There’s no fixing what they’ve done. There’s only destroying it before we become them.
Before I become unrecognizable even to myself.
We’ve been dancing around it for too long, making plans in whispers, pretending we still have time.
We don’t.
Because I can feel it—what little good remains in me is unraveling.
If we don’t act soon, there won’t be anything left of me to salvage—no sliver of conscience, no thread of humanity to cling to.
I’ll lose whatever line I’ve been toeing and fully become the thing I swore I’d never be.
The monster. And maybe—if I’m being honest with myself after what I’ve just done—that’s exactly what I already am.
Emerson’s voice breaks through the fog like a sudden gust of wind, scattering my thoughts before I can catch hold of them. “You alright, man?”
I blink, slow and heavy, realizing I’ve been staring at the same crack in the floorboard for who knows how long. My mouth moves before my brain catches up. “Yeah. Just tired.”
The lie tastes like metal on my tongue—sharp, dull, and hard to swallow.
Emerson doesn’t respond right away.

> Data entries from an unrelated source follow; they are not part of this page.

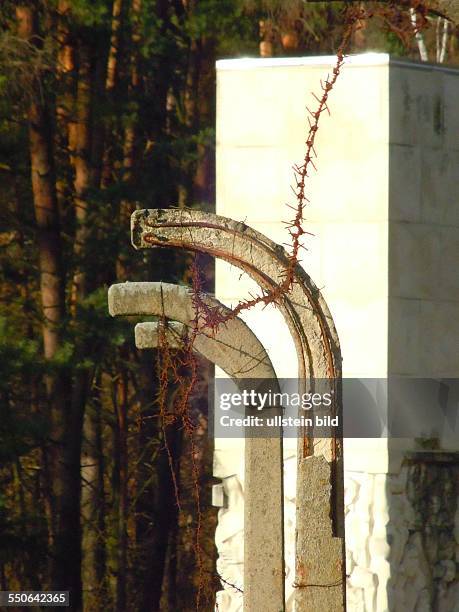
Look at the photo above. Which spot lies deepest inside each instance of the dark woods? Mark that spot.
(106, 105)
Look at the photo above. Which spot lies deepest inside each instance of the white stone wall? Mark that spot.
(384, 212)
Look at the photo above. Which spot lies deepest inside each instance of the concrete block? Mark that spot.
(404, 183)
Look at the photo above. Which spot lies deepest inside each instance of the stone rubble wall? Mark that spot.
(402, 537)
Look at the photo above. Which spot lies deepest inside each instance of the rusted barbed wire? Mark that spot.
(183, 364)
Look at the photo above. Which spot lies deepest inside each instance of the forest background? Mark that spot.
(105, 106)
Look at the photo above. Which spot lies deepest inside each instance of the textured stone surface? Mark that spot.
(316, 342)
(237, 351)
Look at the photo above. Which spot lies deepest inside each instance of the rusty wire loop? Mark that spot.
(182, 365)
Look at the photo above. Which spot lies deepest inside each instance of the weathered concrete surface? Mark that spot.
(317, 346)
(321, 586)
(237, 351)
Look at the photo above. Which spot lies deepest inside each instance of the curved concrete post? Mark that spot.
(238, 352)
(320, 565)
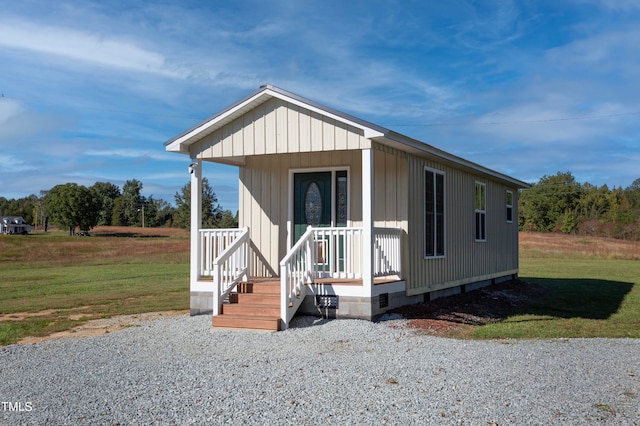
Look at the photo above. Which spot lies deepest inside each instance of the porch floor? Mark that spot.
(336, 281)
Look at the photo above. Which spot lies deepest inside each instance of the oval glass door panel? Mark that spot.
(313, 204)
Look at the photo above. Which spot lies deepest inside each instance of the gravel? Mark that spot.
(178, 370)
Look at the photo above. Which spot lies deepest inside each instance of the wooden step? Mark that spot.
(259, 298)
(250, 309)
(244, 321)
(269, 287)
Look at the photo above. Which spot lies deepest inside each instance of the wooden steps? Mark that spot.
(256, 307)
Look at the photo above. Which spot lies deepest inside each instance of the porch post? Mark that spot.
(195, 168)
(367, 221)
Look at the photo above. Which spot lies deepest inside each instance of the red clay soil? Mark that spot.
(452, 315)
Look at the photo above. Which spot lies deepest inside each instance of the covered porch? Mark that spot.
(323, 258)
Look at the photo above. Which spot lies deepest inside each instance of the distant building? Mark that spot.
(13, 225)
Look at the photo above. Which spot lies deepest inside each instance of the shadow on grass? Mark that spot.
(541, 297)
(128, 235)
(578, 298)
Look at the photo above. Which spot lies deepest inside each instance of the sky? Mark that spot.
(92, 90)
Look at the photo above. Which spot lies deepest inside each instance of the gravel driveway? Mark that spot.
(178, 370)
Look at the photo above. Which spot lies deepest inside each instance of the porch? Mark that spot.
(323, 257)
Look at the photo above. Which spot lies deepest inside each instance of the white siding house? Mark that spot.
(13, 225)
(350, 219)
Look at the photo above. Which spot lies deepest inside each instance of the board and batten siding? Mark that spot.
(264, 200)
(465, 260)
(279, 127)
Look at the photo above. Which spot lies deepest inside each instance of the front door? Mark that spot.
(311, 201)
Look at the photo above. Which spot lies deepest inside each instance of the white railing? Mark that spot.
(387, 252)
(211, 243)
(338, 252)
(296, 271)
(334, 252)
(229, 267)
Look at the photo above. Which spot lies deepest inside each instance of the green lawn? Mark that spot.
(69, 280)
(585, 297)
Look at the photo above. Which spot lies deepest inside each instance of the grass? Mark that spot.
(589, 293)
(52, 282)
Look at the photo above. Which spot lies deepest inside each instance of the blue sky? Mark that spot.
(91, 91)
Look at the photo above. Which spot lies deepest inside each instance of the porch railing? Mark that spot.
(334, 252)
(296, 271)
(387, 252)
(229, 267)
(211, 244)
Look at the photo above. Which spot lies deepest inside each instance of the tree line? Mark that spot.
(71, 206)
(559, 203)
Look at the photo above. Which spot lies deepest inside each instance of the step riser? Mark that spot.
(272, 324)
(239, 309)
(259, 299)
(268, 288)
(256, 305)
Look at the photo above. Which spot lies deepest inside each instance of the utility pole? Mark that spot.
(142, 210)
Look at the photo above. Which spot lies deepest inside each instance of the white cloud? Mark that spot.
(135, 153)
(84, 46)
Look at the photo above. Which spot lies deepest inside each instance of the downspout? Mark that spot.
(195, 169)
(367, 223)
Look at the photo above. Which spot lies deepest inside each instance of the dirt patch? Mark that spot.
(103, 326)
(454, 314)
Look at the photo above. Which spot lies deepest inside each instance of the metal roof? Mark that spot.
(372, 131)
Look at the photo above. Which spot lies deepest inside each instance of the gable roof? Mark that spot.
(371, 131)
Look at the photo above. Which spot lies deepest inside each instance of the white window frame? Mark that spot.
(442, 235)
(480, 215)
(509, 205)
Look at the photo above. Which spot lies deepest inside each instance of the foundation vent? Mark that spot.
(327, 301)
(384, 300)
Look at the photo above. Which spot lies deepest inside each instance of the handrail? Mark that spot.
(211, 244)
(295, 272)
(231, 266)
(334, 252)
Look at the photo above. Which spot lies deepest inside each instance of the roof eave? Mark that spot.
(182, 142)
(423, 148)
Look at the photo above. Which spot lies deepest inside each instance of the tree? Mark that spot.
(132, 202)
(211, 211)
(105, 193)
(117, 214)
(72, 206)
(550, 204)
(158, 212)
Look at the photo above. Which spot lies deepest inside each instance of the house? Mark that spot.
(13, 225)
(339, 216)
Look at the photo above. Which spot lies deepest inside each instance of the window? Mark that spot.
(434, 213)
(481, 212)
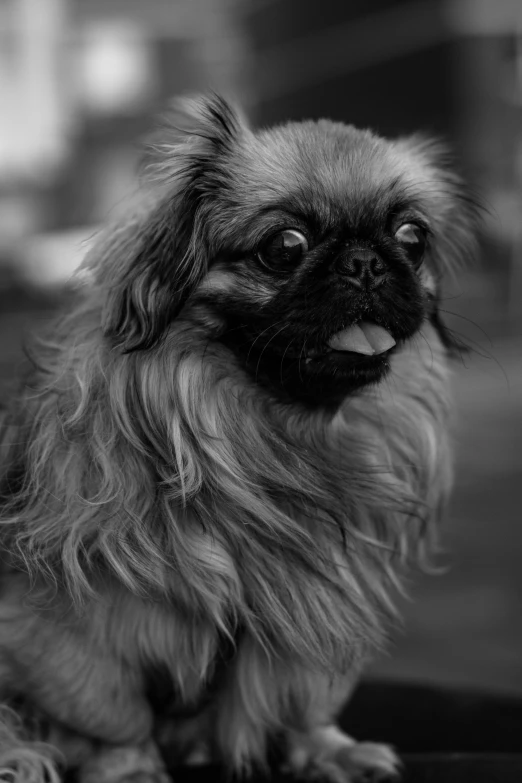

He doesn’t need to.
I can feel his stare, steady and sure, like he’s waiting for the rest of it to come spilling out.
When I finally glance over, he’s leaning against the edge of the doorway, arms crossed over his chest, eyes narrowed just enough to tell me he’s not buying it.
“You’re full of shit,” he breathes, without a trace of accusation. “But that’s okay.”
I want to argue, but the words never come. They’re stuck somewhere in the knot of tension beneath my ribs, tangled in the guilt I can’t seem to untie. He pushes off the wall and walks toward me, not aggressively, just… careful.
“I get it,” he continues. “Something’s not right about any of this. I’ve been trying to make sense of it, but no matter how I turn it around, it just doesn’t fit. The way we’ve been lately…” He trails off, watching me closely. “You didn’t want to hurt her.”
My jaw tightens. I look away, but the words won’t stay buried, and neither does the guilt.
“You don’t understand,” I say, my voice low, raw. “It wasn’t just that I didn’t want to… it felt like the world was going to fucking split open if I continued. Like every time I raised my hand, something inside me cracked, and I don’t get why.”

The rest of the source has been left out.